Got a Summer Job? 2 Things to Do With Your Earnings
by Maurie Backman | July 19, 2019
Working between college semesters gives you a great opportunity to make smart financial moves.
Some college students take courses during the summer to get ahead on their studies. If you're not going that route, your best bet is to find yourself a job and earn some money.
Many college students who work during the summer will inevitably blow their earnings on frivolous things like vacations, clothing, and gadgets. But you have a real opportunity to put that money to good use. Here are a few smart things to do with your cash.
1. Pay for your upcoming semester
Paying for upcoming expenses is a smart thing to do with your summer earnings.
For example, if you earn $3,000 over the summer, you can use that cash to pay your tuition bills in the fall or spring.

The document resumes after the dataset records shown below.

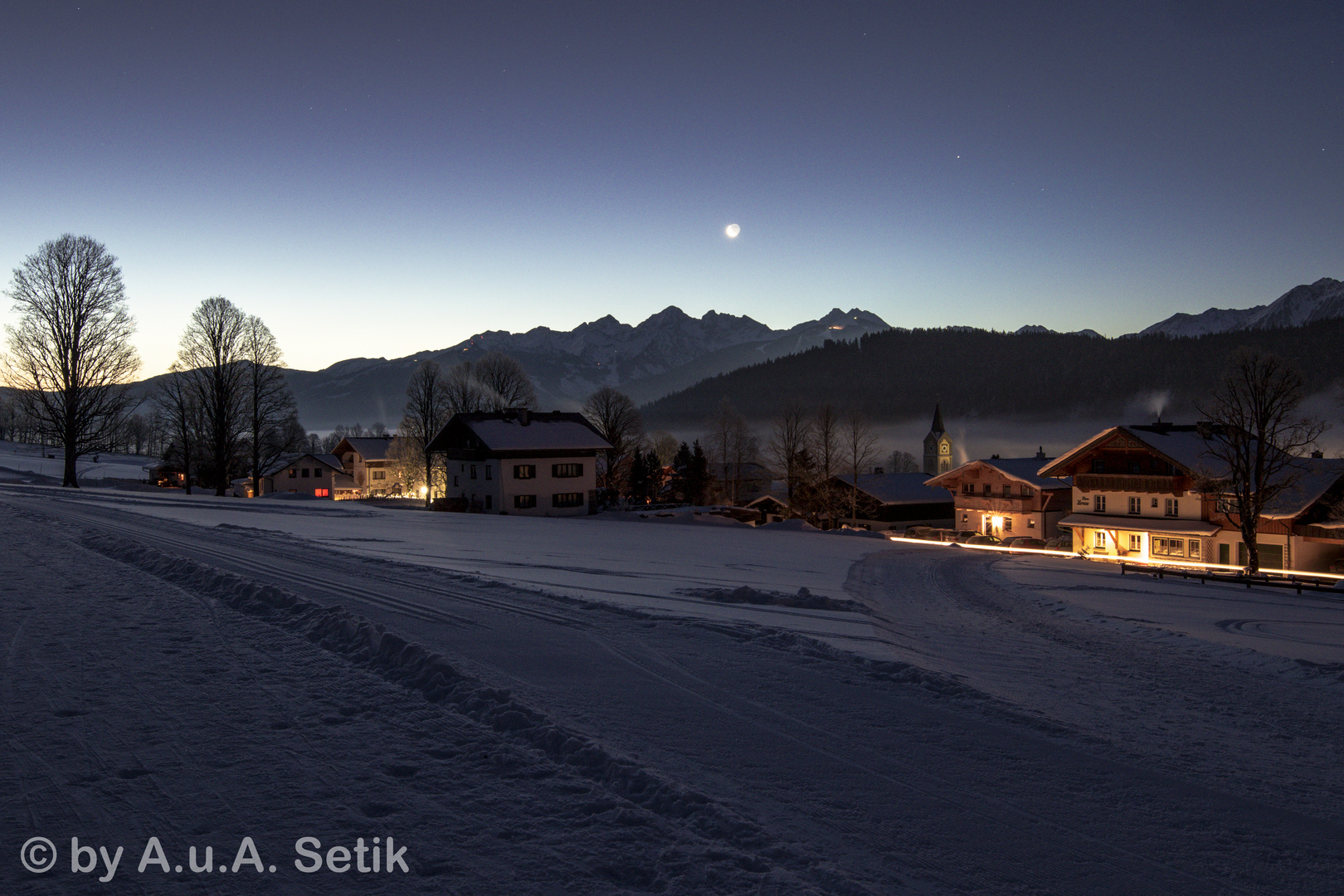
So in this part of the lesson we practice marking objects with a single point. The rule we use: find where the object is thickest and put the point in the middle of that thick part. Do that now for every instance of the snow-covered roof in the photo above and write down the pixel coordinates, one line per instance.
(1170, 525)
(507, 431)
(1183, 446)
(368, 448)
(286, 461)
(1025, 469)
(897, 488)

You can also use your earnings to pay for expenses like books, travel to and from school, and food -- things you might otherwise have no choice but to charge on a credit card.
2. Build an emergency fund
College students need savings, too.
Is your car your transportation to and from class? Imagine that it breaks down and requires an expensive repair. Without money in the bank, you may be forced to charge unplanned bills on a credit card and rack up costly interest. A better bet is to build an emergency fund. You can use your summertime earnings to do just that.

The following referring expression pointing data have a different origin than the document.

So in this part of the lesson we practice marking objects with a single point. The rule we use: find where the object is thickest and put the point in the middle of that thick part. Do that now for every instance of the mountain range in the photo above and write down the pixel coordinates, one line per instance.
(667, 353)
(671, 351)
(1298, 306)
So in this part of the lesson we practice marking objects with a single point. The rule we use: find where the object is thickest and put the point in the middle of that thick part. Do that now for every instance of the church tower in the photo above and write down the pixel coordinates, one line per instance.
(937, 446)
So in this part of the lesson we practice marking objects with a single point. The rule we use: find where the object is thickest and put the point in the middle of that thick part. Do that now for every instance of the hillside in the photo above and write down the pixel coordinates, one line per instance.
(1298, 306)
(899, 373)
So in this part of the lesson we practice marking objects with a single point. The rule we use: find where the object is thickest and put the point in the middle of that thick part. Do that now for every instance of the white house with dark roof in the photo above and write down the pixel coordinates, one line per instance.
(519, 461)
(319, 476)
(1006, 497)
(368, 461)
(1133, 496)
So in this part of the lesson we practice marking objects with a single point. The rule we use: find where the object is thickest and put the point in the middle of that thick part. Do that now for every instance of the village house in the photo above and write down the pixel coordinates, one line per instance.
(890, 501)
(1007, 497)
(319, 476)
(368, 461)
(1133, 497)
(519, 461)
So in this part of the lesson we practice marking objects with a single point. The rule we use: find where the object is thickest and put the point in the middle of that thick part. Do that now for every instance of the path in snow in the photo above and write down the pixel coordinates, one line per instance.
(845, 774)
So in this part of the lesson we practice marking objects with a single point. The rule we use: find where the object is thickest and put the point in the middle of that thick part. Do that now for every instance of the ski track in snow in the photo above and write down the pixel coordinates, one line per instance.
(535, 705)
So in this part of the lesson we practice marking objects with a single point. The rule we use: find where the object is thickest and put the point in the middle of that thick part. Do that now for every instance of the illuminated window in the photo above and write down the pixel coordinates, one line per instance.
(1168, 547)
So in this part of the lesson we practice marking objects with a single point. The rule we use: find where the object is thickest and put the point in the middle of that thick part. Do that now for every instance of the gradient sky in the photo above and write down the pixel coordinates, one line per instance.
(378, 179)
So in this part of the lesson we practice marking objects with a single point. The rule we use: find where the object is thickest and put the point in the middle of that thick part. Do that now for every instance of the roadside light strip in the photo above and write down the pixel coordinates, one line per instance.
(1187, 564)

How much money should you have on hand for emergencies? Most adults are advised to sock away a minimum of three months' worth of living expenses.

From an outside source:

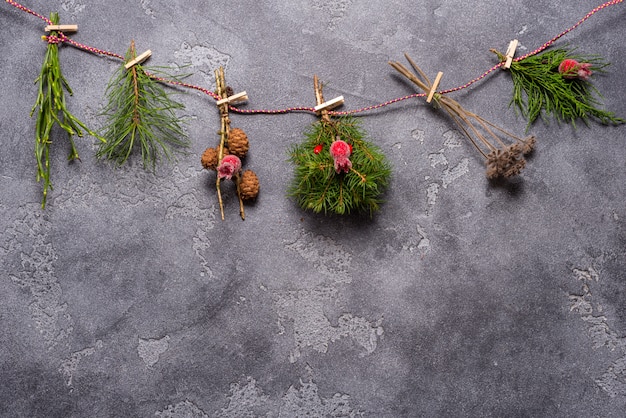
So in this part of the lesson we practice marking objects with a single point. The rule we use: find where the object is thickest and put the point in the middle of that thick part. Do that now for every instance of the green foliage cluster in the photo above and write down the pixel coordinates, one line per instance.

As a college student, your monthly expenses are more variable. If you live at home during school breaks, for example, you won't have the same expenses you do when you're dorming. In that case, aim to have a few thousand dollars tucked away in the bank. This is especially crucial if you're already financially independent and your parents aren't picking up the tab for your living costs.
It's tempting to spend your summer job earnings on something indulgent. But you might quickly regret it.
That said, there's nothing wrong with using a portion of your earnings for something fun while saving most it for more responsible purposes. After all, you deserve at least a small reward for plugging away at a job all summer when you could've been bumming around having fun.